Insgesamt wieder eine interessante Sitzung vom Ortsbeirat. Insbesondere der Streit zwischen Stadtplanungsamt (Hr. Müller) und Ortsbeirat (Hr. Prechtel) hinsichtlich der Bebauungspläne, die - sagen wir mal - freizügig ausgelegt werden, ließ tief blicken. Der Ortsbeirat fühlt sich offenbar dadurch hintergangen, daß er Bauvorhaben genehmigt hatte, die dann hinterher ganz anders aussahen. Damit dürfte der Ortsbeirat die Meinung von sehr vielen Warnemündern vertreten.

Das läßt wenigstens für die Zukunft hoffen, daß sich die Fehler der Vergangenheit nicht wiederholen.

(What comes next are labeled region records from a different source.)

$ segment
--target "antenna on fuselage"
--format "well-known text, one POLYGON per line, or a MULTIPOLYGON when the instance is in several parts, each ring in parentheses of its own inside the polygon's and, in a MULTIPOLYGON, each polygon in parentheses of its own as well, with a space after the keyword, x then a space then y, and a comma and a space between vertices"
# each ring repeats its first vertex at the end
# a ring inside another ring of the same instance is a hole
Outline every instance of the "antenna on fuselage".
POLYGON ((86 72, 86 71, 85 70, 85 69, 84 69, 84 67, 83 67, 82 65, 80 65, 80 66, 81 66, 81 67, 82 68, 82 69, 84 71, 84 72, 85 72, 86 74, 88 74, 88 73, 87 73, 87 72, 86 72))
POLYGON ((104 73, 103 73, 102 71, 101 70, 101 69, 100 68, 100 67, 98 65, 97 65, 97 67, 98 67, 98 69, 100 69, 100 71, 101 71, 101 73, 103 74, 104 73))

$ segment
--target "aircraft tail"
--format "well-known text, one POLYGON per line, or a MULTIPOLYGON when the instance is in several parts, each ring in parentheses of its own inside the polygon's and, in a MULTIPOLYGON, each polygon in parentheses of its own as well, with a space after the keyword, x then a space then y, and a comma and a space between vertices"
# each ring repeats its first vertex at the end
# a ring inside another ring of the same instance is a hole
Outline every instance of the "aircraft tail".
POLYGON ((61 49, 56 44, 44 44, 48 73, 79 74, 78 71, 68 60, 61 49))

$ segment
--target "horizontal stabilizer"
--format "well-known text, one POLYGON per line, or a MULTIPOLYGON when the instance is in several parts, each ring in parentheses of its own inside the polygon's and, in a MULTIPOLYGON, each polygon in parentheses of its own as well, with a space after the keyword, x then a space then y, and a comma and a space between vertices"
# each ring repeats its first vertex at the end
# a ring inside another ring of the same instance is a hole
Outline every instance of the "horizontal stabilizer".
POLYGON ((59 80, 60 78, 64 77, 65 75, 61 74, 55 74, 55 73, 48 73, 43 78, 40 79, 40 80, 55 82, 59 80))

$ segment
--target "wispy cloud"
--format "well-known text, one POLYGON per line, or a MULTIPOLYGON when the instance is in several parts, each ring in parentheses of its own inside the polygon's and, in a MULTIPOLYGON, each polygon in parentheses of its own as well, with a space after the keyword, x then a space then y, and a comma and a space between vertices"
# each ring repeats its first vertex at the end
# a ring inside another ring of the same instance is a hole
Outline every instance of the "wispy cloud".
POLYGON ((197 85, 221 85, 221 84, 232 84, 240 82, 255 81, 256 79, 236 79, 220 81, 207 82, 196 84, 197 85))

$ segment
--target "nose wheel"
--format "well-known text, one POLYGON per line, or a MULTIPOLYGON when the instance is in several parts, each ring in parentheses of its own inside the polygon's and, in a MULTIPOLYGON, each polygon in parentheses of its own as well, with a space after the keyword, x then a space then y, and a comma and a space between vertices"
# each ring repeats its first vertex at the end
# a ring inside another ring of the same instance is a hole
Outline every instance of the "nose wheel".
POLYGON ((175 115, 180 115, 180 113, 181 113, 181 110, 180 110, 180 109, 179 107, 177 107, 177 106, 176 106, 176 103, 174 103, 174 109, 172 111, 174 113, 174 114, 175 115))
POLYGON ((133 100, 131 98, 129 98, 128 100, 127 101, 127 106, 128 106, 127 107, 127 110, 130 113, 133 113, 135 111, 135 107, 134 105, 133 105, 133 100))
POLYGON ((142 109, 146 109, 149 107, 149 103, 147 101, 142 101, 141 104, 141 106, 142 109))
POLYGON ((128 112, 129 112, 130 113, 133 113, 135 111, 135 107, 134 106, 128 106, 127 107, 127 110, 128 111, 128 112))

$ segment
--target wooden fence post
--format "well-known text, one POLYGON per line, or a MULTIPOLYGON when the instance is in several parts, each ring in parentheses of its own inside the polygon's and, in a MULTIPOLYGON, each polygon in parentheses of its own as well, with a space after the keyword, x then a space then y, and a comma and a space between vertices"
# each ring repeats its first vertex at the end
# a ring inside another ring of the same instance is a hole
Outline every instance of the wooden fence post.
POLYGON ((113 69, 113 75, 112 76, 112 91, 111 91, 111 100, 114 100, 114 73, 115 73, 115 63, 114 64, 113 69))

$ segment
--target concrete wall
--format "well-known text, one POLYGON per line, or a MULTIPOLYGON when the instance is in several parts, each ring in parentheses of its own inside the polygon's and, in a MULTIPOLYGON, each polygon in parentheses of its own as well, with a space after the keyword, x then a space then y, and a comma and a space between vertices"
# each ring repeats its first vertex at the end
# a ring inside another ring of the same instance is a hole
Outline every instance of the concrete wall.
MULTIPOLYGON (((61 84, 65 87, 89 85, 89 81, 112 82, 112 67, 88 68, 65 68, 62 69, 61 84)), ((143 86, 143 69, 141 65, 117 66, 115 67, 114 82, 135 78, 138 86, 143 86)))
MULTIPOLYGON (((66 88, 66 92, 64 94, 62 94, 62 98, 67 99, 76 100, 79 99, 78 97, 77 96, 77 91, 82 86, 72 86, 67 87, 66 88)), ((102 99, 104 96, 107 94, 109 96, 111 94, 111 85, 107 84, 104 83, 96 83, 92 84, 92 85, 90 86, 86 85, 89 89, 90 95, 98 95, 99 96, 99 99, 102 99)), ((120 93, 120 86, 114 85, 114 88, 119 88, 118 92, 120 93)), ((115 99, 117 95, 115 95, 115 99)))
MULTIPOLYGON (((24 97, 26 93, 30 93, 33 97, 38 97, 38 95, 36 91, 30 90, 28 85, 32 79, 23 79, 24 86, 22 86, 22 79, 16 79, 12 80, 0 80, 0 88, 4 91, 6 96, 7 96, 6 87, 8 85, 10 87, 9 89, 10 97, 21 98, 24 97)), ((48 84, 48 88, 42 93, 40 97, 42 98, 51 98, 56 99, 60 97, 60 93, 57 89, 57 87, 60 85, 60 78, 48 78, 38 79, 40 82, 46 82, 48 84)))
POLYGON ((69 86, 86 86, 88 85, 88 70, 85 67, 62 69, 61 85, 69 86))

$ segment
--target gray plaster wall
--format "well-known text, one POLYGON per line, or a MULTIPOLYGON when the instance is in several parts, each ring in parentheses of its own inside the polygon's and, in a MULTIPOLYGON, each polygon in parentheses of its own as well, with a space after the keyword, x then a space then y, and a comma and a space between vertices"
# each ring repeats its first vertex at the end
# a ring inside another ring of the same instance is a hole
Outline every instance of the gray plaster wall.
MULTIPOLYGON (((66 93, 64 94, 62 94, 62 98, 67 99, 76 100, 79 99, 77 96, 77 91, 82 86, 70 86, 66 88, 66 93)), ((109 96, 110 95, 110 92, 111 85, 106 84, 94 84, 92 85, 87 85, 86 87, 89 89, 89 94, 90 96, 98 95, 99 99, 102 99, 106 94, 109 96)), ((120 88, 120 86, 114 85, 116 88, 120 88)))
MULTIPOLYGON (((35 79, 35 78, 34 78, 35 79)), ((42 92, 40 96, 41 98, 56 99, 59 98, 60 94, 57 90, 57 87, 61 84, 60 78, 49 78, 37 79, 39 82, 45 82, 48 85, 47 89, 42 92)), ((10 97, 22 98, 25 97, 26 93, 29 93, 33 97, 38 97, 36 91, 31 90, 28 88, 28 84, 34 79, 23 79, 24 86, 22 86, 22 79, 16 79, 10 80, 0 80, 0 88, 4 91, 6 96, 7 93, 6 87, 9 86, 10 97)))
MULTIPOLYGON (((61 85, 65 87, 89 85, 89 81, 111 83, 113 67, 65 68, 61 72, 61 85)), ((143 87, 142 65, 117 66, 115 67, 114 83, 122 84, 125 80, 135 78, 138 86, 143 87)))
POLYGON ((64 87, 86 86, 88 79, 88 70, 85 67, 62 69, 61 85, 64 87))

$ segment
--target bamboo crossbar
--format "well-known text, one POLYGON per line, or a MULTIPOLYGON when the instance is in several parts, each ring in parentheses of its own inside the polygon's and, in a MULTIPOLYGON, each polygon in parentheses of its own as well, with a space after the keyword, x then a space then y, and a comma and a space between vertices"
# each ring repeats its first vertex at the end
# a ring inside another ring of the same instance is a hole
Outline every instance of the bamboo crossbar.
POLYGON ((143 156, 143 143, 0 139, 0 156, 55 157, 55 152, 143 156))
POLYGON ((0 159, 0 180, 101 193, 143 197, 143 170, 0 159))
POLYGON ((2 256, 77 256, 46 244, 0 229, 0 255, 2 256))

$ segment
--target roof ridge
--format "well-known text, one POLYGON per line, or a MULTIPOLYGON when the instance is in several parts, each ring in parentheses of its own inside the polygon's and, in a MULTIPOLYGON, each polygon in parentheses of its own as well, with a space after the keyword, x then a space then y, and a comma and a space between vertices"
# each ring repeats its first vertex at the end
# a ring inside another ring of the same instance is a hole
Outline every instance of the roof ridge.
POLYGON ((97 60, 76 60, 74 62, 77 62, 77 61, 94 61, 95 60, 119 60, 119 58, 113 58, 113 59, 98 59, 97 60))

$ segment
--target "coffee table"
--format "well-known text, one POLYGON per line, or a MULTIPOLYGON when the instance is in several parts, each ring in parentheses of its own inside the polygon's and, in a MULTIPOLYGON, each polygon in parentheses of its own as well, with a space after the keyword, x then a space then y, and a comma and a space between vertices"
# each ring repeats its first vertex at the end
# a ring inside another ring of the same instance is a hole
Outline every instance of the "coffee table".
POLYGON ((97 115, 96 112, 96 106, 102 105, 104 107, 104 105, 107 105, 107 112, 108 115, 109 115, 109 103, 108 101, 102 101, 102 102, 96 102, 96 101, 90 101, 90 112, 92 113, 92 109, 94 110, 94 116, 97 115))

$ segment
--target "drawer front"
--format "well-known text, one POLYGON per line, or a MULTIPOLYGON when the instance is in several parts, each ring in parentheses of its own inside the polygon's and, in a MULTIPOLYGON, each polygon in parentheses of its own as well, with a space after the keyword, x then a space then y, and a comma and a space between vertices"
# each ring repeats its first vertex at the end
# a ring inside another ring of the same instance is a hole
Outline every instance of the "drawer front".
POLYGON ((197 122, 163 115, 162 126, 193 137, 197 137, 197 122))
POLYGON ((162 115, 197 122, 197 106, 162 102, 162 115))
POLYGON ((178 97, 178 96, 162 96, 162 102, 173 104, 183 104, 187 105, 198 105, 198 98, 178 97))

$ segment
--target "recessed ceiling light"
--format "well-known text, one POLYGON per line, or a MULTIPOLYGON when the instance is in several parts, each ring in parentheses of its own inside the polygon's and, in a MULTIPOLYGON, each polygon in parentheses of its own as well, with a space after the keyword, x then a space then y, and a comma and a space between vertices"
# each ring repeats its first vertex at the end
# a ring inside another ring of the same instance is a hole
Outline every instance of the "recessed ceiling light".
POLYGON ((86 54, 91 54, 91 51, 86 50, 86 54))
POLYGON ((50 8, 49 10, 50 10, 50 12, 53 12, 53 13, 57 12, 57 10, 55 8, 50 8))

Interessant war auch der Punkt, daß der Ortsbeirat häufig nicht von den Ausschüssen oder Ämtern bei laufenden Sachen wie Bauvorhaben nicht unterrichtet wird. Dadurch wird quasi erst möglich, daß der Ortsbeirat einen Bebauungsplan beschließt, bei dem dann das Ergebnis am Schluß ganz anders ausschaut. Damit stellt sich der Ortsbeirat im Prinzip auf die Seite der Befürworter eines Transparenzgesetzes in MV. Denn dann müssten die Ämter entsprechende Unterlagen veröffentlichen und der Ortsbeirat hätte damit dann auch entsprechenden Zugriff auf diese Dokumente und Daten - wie auch jeder anderer Bürger. Insofern zeigt die heutige Ortsbeiratssitzung bildhaft, daß ein Transparenzgesetz unbedingt notwendig zur Wahrung der Demokratie ist. Auch und gerade im kommunalen Bereich!